URL rewriting always stumps me. I never remember the details and have to rely on search or looking at old .htaccess files I’ve done before to get what I need for a new project. I’m not sure it’ll ever be something I’ll “master” (in that I can write the code and not need to search for examples).
ANYWAY, the last time I was stumped was where I needed to redirect requests from /faculty/bio.php?id=45 to /people/bio.php?id=45. Seems simple enough. The problem is that regular redirects don’t work for items in the query string so something like this won’t work:
Redirect /faculty/bio.php?id=45 http://site.com/people/bio.php?id=45
Instead I needed to use a Rewrite instead of a Redirect which are far more complicated. I found a few great resources but I couldn’t get it to work. I decided that instead copy/paste I would type out what I read so that maybe I could master the syntax.
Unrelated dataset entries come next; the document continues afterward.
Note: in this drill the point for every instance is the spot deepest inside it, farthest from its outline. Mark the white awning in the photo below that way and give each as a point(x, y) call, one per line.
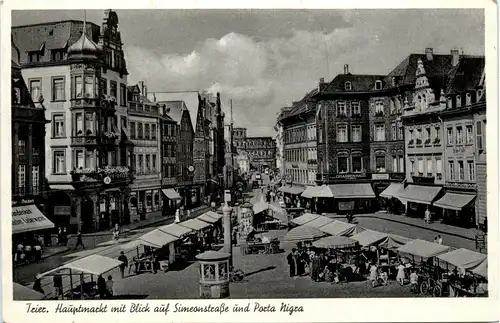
point(171, 193)
point(28, 218)
point(61, 187)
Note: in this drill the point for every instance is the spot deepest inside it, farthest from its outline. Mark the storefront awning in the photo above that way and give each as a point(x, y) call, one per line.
point(454, 201)
point(195, 224)
point(157, 239)
point(175, 230)
point(356, 191)
point(28, 218)
point(423, 249)
point(61, 187)
point(303, 233)
point(339, 228)
point(393, 190)
point(260, 207)
point(304, 218)
point(319, 222)
point(463, 258)
point(93, 264)
point(209, 217)
point(369, 237)
point(23, 293)
point(420, 194)
point(171, 194)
Anyway, here is what I came up with:
RewriteCond %{QUERY_STRING} ^id=([0-9]*)$
RewriteRule ^faculty/bio.php$ /people/bio.php?id=$1 [R=301,L]
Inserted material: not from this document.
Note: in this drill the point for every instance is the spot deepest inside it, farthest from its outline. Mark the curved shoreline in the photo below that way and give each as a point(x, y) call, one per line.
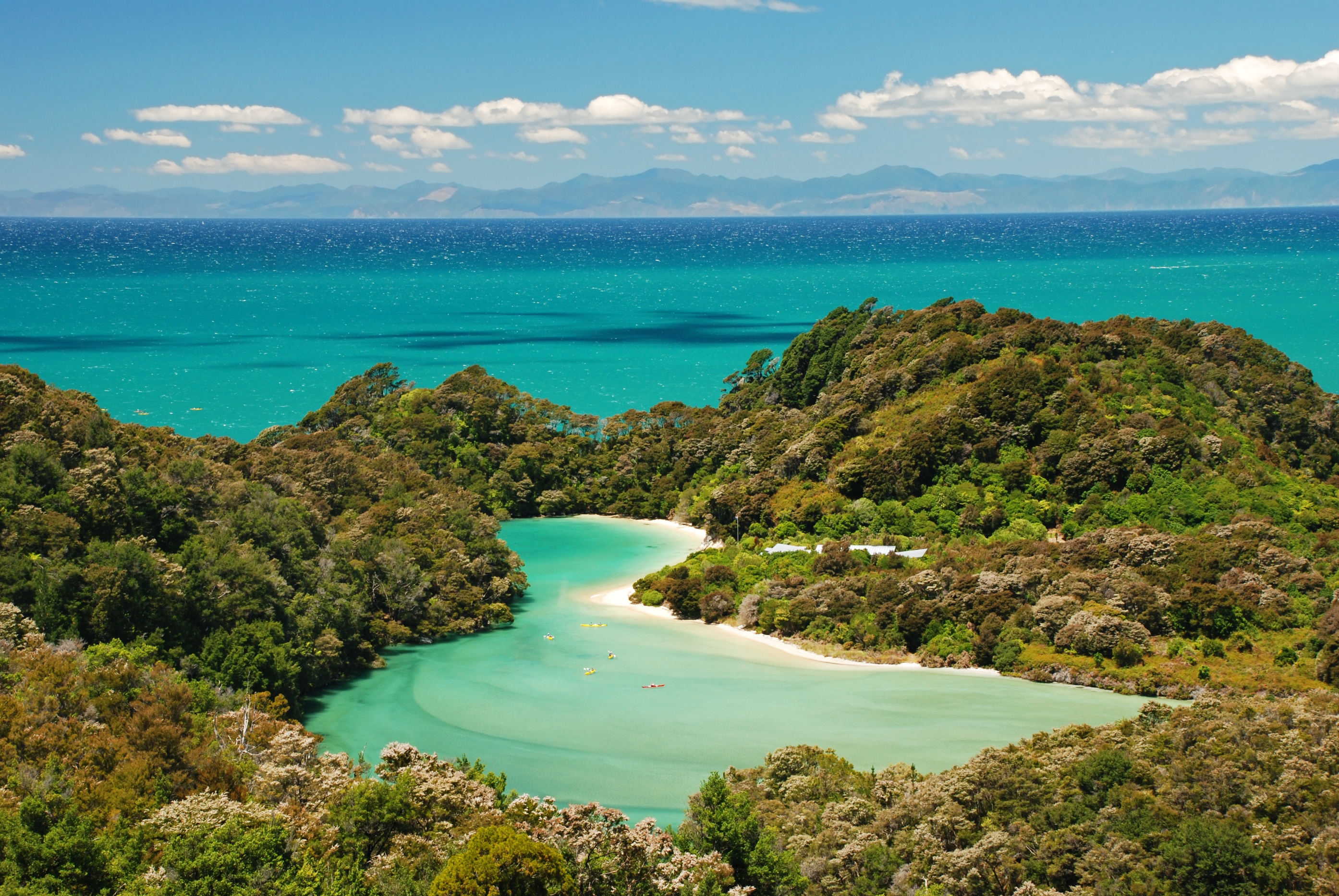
point(619, 598)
Long story short that was ALL WRONG. Because of one reason. The problem was that I kept using $1 instead of %1. $1 is matches on the first RewiteRule pattern (of which I didn’t have any) and %1 matches to the first RewriteCond pattern (the pattern in parentheses or course).
Another problem was I kept trying this:
RewriteRule ^/faculty/bio.php$ /people/bio.php?id=$1 [R=301,L]
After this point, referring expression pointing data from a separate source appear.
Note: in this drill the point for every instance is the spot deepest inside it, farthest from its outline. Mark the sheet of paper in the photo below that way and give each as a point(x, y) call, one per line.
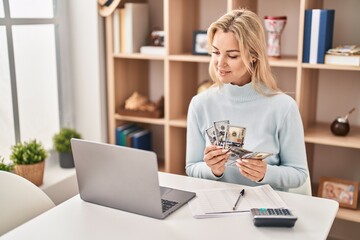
point(220, 202)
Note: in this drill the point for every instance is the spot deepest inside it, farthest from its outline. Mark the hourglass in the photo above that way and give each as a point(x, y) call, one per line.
point(274, 26)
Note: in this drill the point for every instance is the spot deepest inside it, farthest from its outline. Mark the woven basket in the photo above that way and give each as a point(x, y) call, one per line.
point(32, 172)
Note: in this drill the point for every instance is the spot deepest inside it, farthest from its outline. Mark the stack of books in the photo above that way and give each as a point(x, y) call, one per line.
point(318, 34)
point(348, 55)
point(132, 135)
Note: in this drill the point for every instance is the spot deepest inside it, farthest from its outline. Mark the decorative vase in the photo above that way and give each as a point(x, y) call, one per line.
point(32, 172)
point(66, 160)
point(274, 25)
point(341, 126)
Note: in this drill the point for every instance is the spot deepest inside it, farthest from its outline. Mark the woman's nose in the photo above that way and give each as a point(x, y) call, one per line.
point(221, 61)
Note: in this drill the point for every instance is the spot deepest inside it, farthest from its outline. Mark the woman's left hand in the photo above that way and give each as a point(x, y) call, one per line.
point(253, 169)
The problem with that rule is the slash at the beginning of the url match (plus the $1 instead of %1 . . . it’s always compounding errors that take the longest to fix). The “match” in the rule always starts from the current folder and you can’t tell it to start at the root from some other folder (which makes sense . . . imagine I had a /stuff folder and it it was some redirect rule that matched on /faculty . . . that would NEVER match since you are already in the /stuff folder).
Anyway, a few tough lessons I’ll probably forget soon. Maybe writing it out here will help with my memory issues.